I’ve spent a large part of the past two years working on investigating, verifying, patching, and updating large JVM-based enterprise codebases. It was not fun. My goal here is to create a comprehensive resource on the topic so that everyone who is faced with similar challenges can draw from this and save some time/effort.
Every software product consists of code. Code can have vulnerabilities. Because no one writes code from scratch these days, we all use (mostly) open-source libraries. When a new vulnerability is discovered and verified, it’s added to the Mitre and/or NIST CVE database and assigned an ID like CVE-2022-42004.
Back in the older days, this wasn’t such a big deal - we didn’t have as much software running in the cloud, and a lot of software was hidden inside company networks, so the attack surface was fairly limited. Nowadays, especially since Log4Shell, which affected half the internet, every other company is worried that their software might be exposed.
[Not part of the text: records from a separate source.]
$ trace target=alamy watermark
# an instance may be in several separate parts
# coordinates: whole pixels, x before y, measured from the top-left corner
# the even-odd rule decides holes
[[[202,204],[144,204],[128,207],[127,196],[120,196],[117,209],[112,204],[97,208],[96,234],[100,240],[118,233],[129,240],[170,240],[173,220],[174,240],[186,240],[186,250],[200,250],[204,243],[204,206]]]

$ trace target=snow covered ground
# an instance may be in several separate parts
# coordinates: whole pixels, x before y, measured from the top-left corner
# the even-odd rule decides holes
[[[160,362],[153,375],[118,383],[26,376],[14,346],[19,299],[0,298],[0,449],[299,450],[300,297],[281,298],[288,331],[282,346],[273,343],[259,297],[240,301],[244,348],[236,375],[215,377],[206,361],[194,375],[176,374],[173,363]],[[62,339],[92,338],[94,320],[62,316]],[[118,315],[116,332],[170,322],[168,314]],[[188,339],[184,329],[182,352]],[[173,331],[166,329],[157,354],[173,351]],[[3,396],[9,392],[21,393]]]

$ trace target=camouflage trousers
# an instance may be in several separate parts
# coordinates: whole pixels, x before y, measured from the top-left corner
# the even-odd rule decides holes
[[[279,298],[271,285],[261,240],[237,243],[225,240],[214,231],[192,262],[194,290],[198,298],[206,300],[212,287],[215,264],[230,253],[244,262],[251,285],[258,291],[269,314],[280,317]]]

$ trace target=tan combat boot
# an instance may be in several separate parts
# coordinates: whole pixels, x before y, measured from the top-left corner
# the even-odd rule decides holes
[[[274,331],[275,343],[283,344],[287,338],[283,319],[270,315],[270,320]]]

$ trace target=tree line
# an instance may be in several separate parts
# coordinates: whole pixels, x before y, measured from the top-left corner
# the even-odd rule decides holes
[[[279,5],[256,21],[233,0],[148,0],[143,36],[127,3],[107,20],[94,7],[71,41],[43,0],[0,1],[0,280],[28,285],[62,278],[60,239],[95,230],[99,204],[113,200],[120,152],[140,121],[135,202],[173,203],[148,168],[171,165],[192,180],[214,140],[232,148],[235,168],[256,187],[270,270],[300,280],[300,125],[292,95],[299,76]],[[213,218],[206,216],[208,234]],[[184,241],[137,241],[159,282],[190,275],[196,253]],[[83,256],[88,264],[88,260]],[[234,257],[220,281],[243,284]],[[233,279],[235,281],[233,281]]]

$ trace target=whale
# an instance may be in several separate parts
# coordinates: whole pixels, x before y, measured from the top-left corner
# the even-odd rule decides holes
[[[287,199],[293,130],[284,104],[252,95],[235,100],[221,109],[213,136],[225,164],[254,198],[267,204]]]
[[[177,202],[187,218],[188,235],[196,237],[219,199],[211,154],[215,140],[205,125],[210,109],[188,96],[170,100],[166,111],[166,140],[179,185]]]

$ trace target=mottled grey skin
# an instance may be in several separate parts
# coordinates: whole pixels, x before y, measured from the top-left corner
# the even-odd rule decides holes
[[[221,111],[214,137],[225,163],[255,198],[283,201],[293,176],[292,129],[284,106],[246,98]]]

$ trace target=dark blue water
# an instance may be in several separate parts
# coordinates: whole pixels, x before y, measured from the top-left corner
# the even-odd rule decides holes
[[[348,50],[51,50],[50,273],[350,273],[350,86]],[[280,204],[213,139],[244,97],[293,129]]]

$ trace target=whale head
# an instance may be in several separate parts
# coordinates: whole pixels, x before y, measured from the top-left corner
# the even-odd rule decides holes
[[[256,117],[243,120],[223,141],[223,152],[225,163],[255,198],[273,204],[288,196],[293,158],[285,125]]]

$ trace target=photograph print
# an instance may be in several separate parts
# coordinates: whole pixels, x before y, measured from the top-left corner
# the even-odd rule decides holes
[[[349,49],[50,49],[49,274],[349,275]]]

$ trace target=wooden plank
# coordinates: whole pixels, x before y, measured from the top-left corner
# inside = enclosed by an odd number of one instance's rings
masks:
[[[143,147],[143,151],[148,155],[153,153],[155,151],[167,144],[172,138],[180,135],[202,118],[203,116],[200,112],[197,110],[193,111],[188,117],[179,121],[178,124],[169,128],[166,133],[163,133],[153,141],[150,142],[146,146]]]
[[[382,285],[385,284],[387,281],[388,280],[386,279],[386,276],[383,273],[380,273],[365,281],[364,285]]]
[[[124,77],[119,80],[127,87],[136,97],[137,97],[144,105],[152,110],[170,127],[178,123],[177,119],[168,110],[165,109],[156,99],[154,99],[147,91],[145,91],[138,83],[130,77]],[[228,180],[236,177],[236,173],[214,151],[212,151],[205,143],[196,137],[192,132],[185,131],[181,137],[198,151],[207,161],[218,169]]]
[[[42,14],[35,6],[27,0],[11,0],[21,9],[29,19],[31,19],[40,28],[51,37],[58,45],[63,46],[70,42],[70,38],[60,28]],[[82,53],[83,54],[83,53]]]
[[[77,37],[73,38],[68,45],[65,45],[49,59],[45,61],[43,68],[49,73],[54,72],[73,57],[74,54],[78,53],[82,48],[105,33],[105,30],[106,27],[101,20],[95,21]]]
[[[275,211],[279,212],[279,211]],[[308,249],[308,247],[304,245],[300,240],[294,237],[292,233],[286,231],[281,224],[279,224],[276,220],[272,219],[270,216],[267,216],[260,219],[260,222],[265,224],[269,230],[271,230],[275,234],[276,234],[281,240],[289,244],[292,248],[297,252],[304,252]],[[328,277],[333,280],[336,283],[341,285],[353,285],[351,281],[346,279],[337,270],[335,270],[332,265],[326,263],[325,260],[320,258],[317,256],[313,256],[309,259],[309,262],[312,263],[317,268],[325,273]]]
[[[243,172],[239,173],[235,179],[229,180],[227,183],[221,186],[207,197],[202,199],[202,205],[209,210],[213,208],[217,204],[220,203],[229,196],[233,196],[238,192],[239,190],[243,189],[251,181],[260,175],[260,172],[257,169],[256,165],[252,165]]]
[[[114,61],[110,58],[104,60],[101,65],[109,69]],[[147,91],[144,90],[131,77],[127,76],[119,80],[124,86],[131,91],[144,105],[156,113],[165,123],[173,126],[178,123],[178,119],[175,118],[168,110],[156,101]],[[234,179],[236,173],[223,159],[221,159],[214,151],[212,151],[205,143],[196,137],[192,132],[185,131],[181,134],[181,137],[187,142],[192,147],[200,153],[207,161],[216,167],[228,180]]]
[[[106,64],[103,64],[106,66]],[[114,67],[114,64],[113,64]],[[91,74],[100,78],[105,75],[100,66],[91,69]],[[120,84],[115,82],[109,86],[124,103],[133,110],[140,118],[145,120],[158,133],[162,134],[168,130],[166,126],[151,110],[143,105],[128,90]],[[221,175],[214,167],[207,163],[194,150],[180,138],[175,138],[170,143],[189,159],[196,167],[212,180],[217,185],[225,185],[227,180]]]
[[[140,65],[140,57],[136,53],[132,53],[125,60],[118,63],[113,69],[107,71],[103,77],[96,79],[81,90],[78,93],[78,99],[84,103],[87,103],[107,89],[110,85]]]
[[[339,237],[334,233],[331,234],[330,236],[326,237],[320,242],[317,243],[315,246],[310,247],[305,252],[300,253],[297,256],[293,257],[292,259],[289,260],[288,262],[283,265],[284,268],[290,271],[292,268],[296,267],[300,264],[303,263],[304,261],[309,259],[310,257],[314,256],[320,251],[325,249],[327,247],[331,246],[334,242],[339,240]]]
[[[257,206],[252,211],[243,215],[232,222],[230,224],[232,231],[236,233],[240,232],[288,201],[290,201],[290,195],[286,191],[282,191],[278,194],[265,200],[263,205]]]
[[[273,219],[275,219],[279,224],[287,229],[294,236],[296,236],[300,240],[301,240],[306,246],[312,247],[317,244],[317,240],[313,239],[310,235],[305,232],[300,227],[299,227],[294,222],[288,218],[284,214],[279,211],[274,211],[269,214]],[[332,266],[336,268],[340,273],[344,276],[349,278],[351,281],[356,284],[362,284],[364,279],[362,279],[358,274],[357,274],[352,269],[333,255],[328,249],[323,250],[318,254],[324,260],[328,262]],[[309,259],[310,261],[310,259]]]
This is especially true for large entities, with potential government oversight/strict regulations (not to mention GDPR and similar laws).
Even if you’re not working for a large company with a massive legacy codebase, that doesn’t mean you’re off the hook - chances are, the clients of your company are big corporations. These tend to prefer on-premise solutions for various reasons, and they do scan for CVEs every software package that they’re installing in their systems. The sales department complaining about not being able to expand to new customers because our codebase has too many CVEs is a real thing.
TL;DR is that we all have to worry about it sooner or later.
So with that said, let’s say that you’re an engineer and a manager comes your way shouting “We gotta get our CVEs under control!“. That brings us to Part 1, the scan tooling.
We have to start with establishing what CVEs we have in our codebase. This sounds simple but is not that straightforward. I’ve tried out plenty of tools, here’s a brief breakdown:
Absolute garbage. Avoid at all costs. I might be unfair in my judgment since all that I know about it is that scans everything but the kitchen sink, takes almost 24h hours to complete on our systems, and generates a pdf report of 100+ pages of little to no value. I still don’t know what exact value it’s supposed to bring, but from an engineer’s perspective, it’s far from a useful tool in this context. Judging by their website, it should be on par with other tools, but to an extent that I’ve interacted with it - no thanks.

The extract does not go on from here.